In high school, I didn't interact with Indian people at all. I realize part of this comes from the fact that there simply weren't a lot of us. But I didn't really make an effort to know the ones who were around me. I never practiced traditional dance, I never sang like all my cousins and family friends, and there was even a point I was ashamed to be categorized as Indian. (Can you say tragic?)
When I graduated, I realized that no one knew me as the person I had created meticulously over my 13+ years of schooling. In fact, no one knew me at all. It was strangely freeing, but maybe worse, disappointing? Who was I if not the person I had sought to become with every purchase, every carefully placed word, every decision? Leaving my little world made me realize I was whoever I wanted to be. I know. This is literally the cheesiest thing I've ever written, but it's the truth. I had to think really hard about the new person I was going to become. And the first, most important decision I made was that I wasn't going to be ashamed of being Indian, or being girly, or being kinda nuts. I was going to own every part of myself.
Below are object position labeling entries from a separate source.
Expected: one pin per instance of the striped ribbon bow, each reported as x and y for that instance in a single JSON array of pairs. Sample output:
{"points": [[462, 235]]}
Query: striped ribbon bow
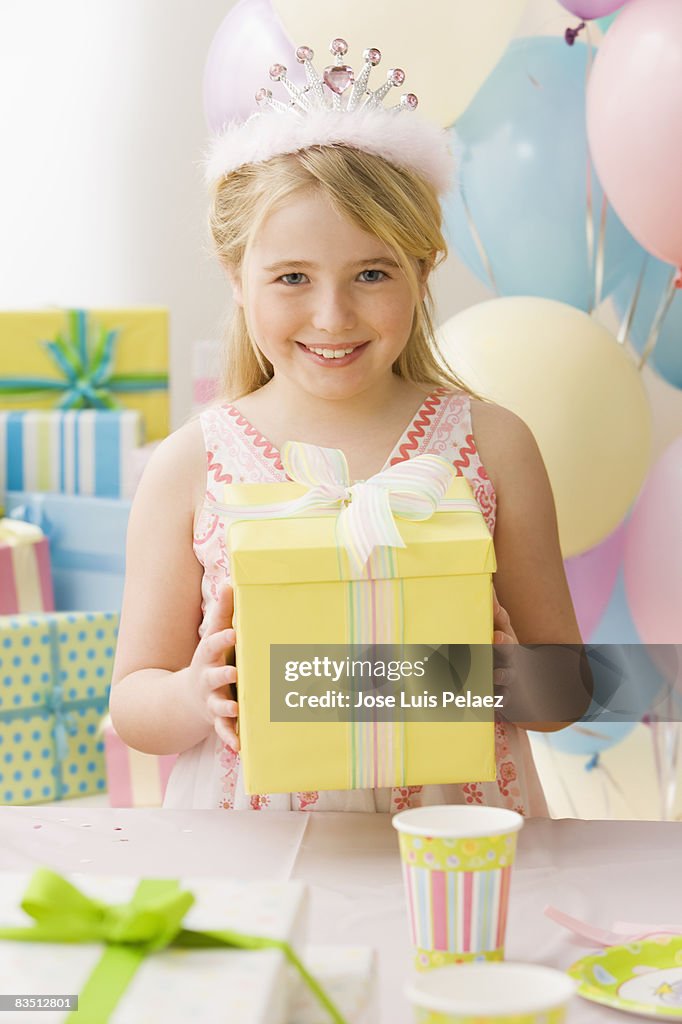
{"points": [[412, 489], [85, 360]]}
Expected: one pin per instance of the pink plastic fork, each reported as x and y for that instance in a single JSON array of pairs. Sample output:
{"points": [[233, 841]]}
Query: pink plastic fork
{"points": [[622, 932]]}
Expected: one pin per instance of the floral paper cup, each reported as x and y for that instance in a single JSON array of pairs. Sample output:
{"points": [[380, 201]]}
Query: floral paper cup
{"points": [[457, 865], [492, 993]]}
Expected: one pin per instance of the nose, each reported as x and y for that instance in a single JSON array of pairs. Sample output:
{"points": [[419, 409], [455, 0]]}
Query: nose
{"points": [[334, 311]]}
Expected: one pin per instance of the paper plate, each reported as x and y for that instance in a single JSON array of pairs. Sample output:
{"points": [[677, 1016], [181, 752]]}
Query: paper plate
{"points": [[643, 978]]}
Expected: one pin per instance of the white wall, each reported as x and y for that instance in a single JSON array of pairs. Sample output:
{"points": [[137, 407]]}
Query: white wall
{"points": [[100, 195]]}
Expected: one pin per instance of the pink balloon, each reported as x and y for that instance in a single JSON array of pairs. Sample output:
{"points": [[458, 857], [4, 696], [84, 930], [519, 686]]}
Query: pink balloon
{"points": [[634, 112], [591, 8], [653, 552], [592, 578], [248, 42]]}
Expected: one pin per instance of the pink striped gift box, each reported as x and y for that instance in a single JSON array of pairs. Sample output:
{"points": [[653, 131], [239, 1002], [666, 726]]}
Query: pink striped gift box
{"points": [[133, 778], [26, 577]]}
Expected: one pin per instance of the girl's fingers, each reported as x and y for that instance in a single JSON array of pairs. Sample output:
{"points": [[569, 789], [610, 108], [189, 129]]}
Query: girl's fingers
{"points": [[214, 647], [225, 675], [222, 707], [220, 615]]}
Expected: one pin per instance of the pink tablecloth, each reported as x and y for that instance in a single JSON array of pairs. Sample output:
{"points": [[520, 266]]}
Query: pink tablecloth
{"points": [[598, 870]]}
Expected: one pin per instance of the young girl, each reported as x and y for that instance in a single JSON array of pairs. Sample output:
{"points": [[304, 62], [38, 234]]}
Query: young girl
{"points": [[328, 224]]}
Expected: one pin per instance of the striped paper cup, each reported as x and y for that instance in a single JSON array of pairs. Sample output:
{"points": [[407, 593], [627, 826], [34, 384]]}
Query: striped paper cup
{"points": [[492, 993], [457, 865]]}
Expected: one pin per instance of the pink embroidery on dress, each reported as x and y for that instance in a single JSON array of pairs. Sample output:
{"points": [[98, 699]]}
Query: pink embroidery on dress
{"points": [[229, 762], [405, 798]]}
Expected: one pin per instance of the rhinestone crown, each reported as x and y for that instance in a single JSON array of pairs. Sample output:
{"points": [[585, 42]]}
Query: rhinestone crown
{"points": [[330, 90]]}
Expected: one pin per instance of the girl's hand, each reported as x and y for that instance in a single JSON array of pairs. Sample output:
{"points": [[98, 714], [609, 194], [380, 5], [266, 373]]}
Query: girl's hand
{"points": [[503, 670], [212, 679]]}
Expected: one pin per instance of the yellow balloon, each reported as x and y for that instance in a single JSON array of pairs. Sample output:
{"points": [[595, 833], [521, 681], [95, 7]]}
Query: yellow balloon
{"points": [[446, 47], [580, 393]]}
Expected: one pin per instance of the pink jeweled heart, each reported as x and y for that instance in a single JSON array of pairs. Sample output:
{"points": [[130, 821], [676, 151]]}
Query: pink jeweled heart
{"points": [[338, 78]]}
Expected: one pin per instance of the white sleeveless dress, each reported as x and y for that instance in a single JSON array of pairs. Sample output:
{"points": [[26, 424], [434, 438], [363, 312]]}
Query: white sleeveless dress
{"points": [[208, 775]]}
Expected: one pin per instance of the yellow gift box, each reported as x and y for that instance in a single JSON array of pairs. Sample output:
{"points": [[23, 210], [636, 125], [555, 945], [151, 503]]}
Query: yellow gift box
{"points": [[294, 586], [94, 358]]}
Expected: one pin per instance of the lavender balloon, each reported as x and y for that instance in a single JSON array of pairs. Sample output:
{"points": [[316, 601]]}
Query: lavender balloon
{"points": [[587, 9], [249, 40], [592, 578]]}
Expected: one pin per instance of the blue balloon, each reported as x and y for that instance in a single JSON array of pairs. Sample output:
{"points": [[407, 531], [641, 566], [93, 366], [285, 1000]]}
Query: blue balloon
{"points": [[616, 626], [523, 160], [667, 355]]}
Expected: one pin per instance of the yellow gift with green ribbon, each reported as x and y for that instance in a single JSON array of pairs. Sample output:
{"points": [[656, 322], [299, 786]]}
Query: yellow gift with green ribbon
{"points": [[98, 358], [403, 558]]}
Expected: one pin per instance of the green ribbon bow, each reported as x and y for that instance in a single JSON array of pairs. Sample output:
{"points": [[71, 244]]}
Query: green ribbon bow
{"points": [[150, 923], [85, 359]]}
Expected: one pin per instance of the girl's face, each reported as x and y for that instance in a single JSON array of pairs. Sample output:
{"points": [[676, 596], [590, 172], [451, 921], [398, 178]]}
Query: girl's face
{"points": [[328, 304]]}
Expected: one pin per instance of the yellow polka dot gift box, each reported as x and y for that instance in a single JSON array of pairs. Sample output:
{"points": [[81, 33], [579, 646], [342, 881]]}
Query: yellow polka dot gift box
{"points": [[54, 677], [400, 560]]}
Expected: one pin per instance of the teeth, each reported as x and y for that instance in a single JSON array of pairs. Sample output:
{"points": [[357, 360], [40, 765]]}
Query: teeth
{"points": [[331, 353]]}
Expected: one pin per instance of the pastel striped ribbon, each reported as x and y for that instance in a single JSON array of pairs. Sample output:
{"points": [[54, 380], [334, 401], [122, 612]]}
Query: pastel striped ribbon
{"points": [[458, 911], [366, 511]]}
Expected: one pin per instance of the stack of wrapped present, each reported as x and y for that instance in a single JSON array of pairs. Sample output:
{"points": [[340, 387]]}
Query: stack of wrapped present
{"points": [[80, 393], [199, 949]]}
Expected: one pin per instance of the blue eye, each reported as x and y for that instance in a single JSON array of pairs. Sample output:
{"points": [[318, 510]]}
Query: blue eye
{"points": [[293, 274], [299, 274]]}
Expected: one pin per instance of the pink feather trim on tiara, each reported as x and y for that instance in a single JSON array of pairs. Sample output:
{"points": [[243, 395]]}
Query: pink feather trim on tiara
{"points": [[405, 139]]}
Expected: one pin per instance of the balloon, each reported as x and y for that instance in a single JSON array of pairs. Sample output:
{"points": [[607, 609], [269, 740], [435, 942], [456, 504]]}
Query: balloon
{"points": [[653, 552], [634, 101], [667, 355], [605, 23], [249, 40], [523, 162], [577, 389], [591, 8], [589, 738], [592, 578], [446, 47]]}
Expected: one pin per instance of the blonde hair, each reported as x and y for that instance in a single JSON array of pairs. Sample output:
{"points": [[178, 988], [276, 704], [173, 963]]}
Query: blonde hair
{"points": [[395, 205]]}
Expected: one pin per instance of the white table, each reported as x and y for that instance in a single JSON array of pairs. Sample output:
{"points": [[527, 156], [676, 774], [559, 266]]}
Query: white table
{"points": [[597, 870]]}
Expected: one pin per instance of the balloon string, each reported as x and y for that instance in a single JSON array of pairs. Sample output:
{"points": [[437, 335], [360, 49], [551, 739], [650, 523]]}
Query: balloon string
{"points": [[480, 249], [664, 306], [626, 324], [570, 35], [595, 261]]}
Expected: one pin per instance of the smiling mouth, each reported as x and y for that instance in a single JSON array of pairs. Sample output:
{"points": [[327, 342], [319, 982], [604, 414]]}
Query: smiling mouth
{"points": [[336, 354]]}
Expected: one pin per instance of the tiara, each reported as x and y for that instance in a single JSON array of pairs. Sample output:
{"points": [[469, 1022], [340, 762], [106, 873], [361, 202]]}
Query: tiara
{"points": [[335, 109]]}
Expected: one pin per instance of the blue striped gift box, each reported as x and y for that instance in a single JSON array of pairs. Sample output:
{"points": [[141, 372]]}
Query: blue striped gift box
{"points": [[79, 452]]}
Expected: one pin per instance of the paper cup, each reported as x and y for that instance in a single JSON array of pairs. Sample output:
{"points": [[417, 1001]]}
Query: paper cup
{"points": [[492, 993], [457, 865]]}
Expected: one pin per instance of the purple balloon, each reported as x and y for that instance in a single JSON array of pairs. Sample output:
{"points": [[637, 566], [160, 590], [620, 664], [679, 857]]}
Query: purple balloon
{"points": [[587, 9], [592, 579], [248, 42]]}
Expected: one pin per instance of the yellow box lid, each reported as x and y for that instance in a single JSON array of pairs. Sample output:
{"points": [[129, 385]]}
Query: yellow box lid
{"points": [[303, 549]]}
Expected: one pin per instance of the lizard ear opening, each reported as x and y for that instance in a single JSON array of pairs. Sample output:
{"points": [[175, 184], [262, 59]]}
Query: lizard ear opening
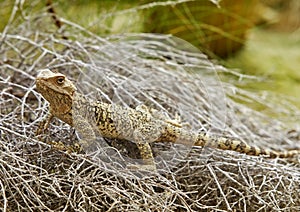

Part of coming to college, part of moving to another country at 17, part of being an adult, was realizing that if I didnt question my identity, no one else would either. I came to the understanding that if I had full confidence in the person I was showing the world, everything else would matter a little less. So I still wear sneakers, I still don't really know how to put on makeup, and sports are still my ~lifeblood~. But I'm proud to say I'm just that much more immersed into Indian culture than I was before (shoutout to my roommates), I love being girly when I want to, and my favorite disney princess is blonde, but that's not why I like her.
So. There it is. The number one lesson I learned. Confidence is not "they will like me," Confidence is "I'll be okay if they don't." No matter what person I put in front of them, I will be confident in her. It took a long time to be able to say that, but there's no going back now!